Steward did not ask her expert witness, Peter Schmitz, to give an opinion on whether any of the three alleged acts of negligence proximately caused Steward to receive less money in the transaction. Expert testimony is generally required in legal malpractice claims except in a "clear and palpable" case. Baldridge v. Lacks, 883 S.W.2d 947, 954 (Mo.App.1994). This is not a "clear and palpable" case. The causal link was not obvious and was not established by other evidence. Expert testimony was accordingly necessary to show that, in view of Goetz's refusal to guarantee the financial statements and the buyers' demand for protection against an inventory shortage, the transaction could have been restructured in such a way that Steward could have still obtained the contracted purchase price. See 2175 Lemoine Ave. v. Finco, Inc., 272 N.J.Super. 478, 640 A.2d 346, 353 (1994).
There is no evidence connecting the alleged injury to the alleged malpractice. Steward failed to establish any damages caused by Vines's alleged negligence and thus failed to make a submissible case against Vines. The trial court did not err in granting a JNOV in his favor. Point two is denied.
2. New Trial
Because we affirm the entry of a JNOV in Vines's favor, we need not address Steward's third point in which she challenges the trial court's alternative grant of a new trial.
Conclusion
The trial court's judgment granting Goetz a new trial is reversed and the case remanded with instructions to enter a judgment notwithstanding the verdict in favor of defendant Clifford Goetz.
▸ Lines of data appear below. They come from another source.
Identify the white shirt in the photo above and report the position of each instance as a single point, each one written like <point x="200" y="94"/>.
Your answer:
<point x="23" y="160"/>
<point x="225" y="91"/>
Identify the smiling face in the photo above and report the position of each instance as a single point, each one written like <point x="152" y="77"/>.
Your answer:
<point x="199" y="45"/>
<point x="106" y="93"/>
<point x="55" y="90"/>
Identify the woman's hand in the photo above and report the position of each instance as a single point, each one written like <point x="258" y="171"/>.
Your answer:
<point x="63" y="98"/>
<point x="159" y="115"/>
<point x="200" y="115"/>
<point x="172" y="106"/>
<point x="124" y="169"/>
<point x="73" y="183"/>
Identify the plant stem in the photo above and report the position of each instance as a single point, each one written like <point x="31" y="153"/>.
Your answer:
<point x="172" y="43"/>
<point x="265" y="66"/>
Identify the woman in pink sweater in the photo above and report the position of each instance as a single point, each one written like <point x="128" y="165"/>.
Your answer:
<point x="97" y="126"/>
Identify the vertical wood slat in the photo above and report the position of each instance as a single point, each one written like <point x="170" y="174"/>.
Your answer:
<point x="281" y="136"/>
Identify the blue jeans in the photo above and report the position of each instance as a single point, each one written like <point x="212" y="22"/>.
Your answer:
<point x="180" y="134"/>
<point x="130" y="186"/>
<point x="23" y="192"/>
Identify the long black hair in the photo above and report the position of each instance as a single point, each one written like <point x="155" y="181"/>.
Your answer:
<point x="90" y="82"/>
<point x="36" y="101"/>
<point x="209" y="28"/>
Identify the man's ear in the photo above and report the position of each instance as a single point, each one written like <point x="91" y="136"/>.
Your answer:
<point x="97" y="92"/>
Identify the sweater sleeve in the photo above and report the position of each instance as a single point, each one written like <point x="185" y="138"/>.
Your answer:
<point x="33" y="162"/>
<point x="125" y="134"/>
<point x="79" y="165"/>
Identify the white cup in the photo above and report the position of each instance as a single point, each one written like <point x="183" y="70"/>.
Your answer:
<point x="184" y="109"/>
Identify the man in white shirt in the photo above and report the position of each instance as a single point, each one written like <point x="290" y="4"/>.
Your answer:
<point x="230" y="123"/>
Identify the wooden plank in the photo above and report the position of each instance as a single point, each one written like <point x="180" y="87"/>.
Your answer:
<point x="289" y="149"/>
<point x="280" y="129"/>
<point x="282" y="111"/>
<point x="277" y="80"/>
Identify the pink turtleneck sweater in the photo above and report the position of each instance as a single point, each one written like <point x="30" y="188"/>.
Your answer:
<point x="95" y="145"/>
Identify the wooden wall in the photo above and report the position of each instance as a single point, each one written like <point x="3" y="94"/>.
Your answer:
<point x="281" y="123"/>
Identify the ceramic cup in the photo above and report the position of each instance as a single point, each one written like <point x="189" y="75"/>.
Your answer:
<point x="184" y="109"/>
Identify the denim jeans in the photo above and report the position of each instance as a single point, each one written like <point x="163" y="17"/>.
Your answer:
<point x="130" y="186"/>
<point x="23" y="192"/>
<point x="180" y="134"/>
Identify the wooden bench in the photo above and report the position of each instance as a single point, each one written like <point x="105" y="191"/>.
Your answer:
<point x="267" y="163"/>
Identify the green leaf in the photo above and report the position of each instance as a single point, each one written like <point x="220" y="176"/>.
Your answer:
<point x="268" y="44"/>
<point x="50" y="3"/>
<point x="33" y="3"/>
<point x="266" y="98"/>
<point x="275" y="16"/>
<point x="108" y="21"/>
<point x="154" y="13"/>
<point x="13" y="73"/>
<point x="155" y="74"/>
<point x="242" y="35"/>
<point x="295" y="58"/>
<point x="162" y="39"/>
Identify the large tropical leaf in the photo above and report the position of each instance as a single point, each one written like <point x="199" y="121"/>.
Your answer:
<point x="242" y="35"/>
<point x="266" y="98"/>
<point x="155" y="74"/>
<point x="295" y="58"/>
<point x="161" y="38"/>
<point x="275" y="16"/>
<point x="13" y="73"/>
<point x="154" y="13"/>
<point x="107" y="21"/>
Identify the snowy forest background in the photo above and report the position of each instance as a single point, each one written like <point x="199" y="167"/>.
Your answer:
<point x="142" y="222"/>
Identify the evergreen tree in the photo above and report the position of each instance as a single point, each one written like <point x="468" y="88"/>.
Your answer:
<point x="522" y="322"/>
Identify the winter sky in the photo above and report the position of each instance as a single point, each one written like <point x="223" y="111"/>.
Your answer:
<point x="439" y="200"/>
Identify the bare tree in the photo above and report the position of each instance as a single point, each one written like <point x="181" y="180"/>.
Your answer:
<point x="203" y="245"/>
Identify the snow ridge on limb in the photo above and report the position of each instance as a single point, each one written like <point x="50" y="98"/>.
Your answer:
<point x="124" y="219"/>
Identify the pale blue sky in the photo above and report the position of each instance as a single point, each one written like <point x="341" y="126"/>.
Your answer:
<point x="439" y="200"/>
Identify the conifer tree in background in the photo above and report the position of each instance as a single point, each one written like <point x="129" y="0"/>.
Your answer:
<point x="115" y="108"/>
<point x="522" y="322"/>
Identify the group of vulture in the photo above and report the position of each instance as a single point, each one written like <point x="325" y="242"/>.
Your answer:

The trial court's judgment notwithstanding the verdict in favor of defendant Leonard Vines is affirmed.
GERALD M. SMITH and PUDLOWSKI, JJ., concur.
NOTES
[1]  Vines did not specifically remember giving this memo to Steward, Steward was never asked if she received it.
[2]  Steward bases her claim that the persons at the December 27 meeting discussed a possible inventory shortage in the amount of $200,000.00 to $250,000.00 on a page from Vines's testimony in which Steward's attorney was reading and paraphrasing, without foundation or identification, portions of questions and answers from Vines's deposition and asking Vines to agree that the matter appeared in the question and/or answer. We interpret Vines's courtroom testimony on that page as confirming that he gave certain testimony in his deposition and not as a statement of his knowledge. After Vines's counsel subsequently objected, the trial court ruled that Steward's attorney had not been properly using the deposition. No foundation was laid for use of these portions of the deposition as impeachment or for admission as substantive evidence. These excerpts from Vines's deposition do not constitute evidence on which plaintiff can base a submissible case.